After the coffee. Before seeing how "Under the Dome" did in the ratings.
The Skinny: I've been watching some pilots lately. I like FX's "The Bridge" and surprisingly enjoyed Fox's "Sleepy Hollow," which normally wouldn't be my cup of tea. Tuesday's headlines include the continuing shakeups at Warner Bros. and how the next mayor of Los Angeles is trying to work more closely with Hollywood.
Daily Dose: Food Network is running as fast as it can from Paula Deen after the cooking show host acknowledged using racial epithets in jokes in the past. But not too long ago the network was working on a new show for her. Although Deen's ratings had fallen lately, she was still a force at the network and her son has a popular show on Food Network's sister outlet, the Cooking Channel.

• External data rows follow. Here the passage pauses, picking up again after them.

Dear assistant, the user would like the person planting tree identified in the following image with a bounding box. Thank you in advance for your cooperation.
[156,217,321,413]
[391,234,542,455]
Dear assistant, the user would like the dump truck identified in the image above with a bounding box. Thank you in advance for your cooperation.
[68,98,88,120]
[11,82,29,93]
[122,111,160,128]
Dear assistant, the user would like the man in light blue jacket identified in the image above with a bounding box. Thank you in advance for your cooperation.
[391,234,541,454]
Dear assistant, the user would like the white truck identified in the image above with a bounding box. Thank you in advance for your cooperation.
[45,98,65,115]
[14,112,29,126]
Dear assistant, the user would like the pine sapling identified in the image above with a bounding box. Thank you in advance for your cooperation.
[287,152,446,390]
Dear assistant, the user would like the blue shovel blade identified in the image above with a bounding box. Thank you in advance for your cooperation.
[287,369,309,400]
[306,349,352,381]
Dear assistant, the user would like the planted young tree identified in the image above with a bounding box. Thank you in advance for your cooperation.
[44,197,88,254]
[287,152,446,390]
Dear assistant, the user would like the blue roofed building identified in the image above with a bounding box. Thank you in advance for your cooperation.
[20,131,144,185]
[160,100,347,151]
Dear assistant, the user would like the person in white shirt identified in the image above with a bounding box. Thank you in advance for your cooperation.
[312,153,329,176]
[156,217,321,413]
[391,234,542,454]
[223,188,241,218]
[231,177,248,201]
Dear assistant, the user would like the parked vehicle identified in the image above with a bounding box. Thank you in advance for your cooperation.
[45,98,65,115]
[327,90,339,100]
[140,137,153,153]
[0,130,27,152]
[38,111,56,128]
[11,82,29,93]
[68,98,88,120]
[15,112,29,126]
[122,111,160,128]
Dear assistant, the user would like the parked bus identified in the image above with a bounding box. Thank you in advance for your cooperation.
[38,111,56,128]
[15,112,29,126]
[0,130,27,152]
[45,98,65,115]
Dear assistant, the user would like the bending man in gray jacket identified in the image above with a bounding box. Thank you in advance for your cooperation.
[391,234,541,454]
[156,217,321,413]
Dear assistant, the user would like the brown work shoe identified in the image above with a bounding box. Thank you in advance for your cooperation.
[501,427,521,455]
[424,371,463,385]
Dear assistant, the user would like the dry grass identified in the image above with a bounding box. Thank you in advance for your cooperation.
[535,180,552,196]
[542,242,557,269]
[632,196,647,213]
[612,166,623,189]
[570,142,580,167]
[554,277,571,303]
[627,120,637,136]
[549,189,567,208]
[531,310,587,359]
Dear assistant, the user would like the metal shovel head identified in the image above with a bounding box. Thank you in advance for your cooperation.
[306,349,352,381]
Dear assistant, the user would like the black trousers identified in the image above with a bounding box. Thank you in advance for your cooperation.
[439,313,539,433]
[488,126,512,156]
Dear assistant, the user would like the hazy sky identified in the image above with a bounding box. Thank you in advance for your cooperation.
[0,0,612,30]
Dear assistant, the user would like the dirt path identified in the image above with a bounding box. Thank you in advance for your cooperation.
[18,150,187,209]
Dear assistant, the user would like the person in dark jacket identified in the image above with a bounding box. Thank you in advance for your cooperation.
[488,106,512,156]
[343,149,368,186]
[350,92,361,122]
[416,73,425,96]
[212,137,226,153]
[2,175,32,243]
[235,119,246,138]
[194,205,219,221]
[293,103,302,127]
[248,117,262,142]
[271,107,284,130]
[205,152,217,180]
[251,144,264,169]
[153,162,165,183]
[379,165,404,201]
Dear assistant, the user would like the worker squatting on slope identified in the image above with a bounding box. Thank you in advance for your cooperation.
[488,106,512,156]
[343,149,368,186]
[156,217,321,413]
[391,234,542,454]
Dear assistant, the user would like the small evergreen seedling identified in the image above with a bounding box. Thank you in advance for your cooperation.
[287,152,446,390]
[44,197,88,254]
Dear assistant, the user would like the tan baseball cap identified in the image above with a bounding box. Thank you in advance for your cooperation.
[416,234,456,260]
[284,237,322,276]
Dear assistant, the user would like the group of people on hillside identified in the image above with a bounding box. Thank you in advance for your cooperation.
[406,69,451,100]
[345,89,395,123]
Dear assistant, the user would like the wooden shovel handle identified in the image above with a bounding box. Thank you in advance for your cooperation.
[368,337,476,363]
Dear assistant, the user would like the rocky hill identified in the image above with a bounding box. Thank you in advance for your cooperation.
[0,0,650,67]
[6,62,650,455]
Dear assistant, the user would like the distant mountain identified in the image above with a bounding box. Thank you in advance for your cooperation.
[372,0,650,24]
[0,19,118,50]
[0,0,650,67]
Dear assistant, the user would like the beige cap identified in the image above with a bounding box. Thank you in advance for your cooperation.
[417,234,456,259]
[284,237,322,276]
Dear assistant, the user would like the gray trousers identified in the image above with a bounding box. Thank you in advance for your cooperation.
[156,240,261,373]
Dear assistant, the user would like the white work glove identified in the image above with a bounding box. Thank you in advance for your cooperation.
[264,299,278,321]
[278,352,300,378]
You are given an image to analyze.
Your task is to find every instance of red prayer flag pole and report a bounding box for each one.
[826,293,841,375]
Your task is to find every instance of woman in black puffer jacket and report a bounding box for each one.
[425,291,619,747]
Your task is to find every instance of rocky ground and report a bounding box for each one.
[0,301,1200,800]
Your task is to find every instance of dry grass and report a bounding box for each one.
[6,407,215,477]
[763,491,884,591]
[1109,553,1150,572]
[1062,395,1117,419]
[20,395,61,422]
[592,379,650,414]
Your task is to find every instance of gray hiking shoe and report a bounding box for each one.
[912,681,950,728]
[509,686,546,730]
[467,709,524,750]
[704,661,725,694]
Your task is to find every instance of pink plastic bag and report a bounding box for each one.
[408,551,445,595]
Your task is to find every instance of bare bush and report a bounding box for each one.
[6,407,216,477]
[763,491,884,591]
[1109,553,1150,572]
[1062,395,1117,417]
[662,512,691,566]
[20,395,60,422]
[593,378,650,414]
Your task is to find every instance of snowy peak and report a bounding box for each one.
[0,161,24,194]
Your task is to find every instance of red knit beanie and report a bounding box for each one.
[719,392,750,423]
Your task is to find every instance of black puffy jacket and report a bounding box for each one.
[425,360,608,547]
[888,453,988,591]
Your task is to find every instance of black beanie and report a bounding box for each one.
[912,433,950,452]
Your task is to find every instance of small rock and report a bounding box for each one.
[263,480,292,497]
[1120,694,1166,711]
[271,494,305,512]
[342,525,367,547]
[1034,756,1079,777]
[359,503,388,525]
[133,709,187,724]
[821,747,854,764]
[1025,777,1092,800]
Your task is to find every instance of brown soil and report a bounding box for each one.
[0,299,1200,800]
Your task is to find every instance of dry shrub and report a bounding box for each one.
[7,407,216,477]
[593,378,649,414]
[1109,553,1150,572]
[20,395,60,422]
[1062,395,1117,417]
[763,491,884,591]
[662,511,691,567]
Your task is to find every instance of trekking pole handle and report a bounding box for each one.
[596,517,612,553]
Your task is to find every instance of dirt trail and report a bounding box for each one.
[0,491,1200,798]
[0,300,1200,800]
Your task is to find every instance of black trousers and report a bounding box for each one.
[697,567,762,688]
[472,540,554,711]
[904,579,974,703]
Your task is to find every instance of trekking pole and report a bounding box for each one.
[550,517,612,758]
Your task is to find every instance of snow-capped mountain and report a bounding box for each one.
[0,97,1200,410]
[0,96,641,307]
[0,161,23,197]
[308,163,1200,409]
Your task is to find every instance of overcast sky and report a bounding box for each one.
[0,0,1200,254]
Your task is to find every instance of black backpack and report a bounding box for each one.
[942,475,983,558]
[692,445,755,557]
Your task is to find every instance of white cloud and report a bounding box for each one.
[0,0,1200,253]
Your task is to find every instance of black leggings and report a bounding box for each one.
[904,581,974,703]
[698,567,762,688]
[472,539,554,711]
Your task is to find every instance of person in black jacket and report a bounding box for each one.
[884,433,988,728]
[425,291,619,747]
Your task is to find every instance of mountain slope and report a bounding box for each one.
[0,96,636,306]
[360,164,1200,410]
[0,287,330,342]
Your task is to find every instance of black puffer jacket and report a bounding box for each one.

A hands-on guy. New Warner Bros. Chief Executive Kevin Tsujihara is wasting no time overhauling how Hollywood's biggest movie and television studio operates. On Monday, he unveiled a new management structure for Warner Bros.' movie unit in the wake of Jeff Robinov's departure. As he did with the television unit after Bruce Rosenblum left, Tsujihara named several presidents who will all report to him. Unlike his predecessor Barry Meyer, who preferred to have a few direct reports who were given lots of latitude, Tsujihara is reducing executive layers and will be more involved in the day-to-day decision-making. More on Tsujihara's approach and what Robinov's next move may be from the Los Angeles Times, Wall Street Journal, New York Times, Hollywood Reporter and Variety.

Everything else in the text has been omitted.